He was a nonentity, with the soul of a hare and the shameless endurance of a beast of burden. When the malicious irony of fate cast his lot in among our black ranks, we laughed like maniacs at the thought that such absurd inept mistakes could actually be made. As for him, well—he cried. And never have I met with a man of so many tears, flowing so freely—from eyes and nose and mouth. He was like a sponge saturated with water, and then squeezed. In our ranks I have seen, indeed, men who wept, but then their tears were fire, from which even fierce wild beasts would run away. These manly tears aged the faces, but made the eyes young again. Like lava released from the red-hot bowels of the earth, they burnt an indelible track, and buried under themselves whole cities of worthless devices and shallow cares. But when this fellow began to weep, only his nose grew red, and his handkerchief became wet. Probably he used to hang out his handkerchiefs on a line to dry; how otherwise could he have supplied himself with so many?

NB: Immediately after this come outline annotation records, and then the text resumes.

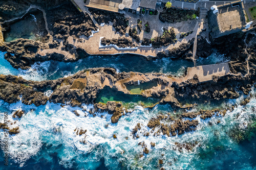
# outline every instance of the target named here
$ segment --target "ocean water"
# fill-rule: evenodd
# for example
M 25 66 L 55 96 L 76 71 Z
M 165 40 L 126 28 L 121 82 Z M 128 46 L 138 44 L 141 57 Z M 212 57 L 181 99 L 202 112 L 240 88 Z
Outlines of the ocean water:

During the whole time of exile he was continually applying to the authorities, real and imaginary, bowing, and weeping, and swearing that he was innocent, entreating them to have pity upon his youth, and promising all his life never to open his mouth except in petition and gratitude. But they laughed at him, even as did we, and called him "the wretched little pig," and would call out to him:

"Piggy, come here!"

And he would obediently run to their cell, expecting each time to hear news of his restoration to his native land. But they were only joking. They knew, as well as we did, that he was innocent. But they thought by his torments to intimidate other little pigs, as though they were not cowardly enough already. He would also come to us, impelled by an animal dread of solitude. But our faces were stern, and locked against him, and in vain he sought for the key. At an utter loss what to do, he would call us his dear comrades and friends. But we would shake our heads and say:

"Look out! Some one will hear you!"

And he was not ashamed to glance round at the door—the little pig!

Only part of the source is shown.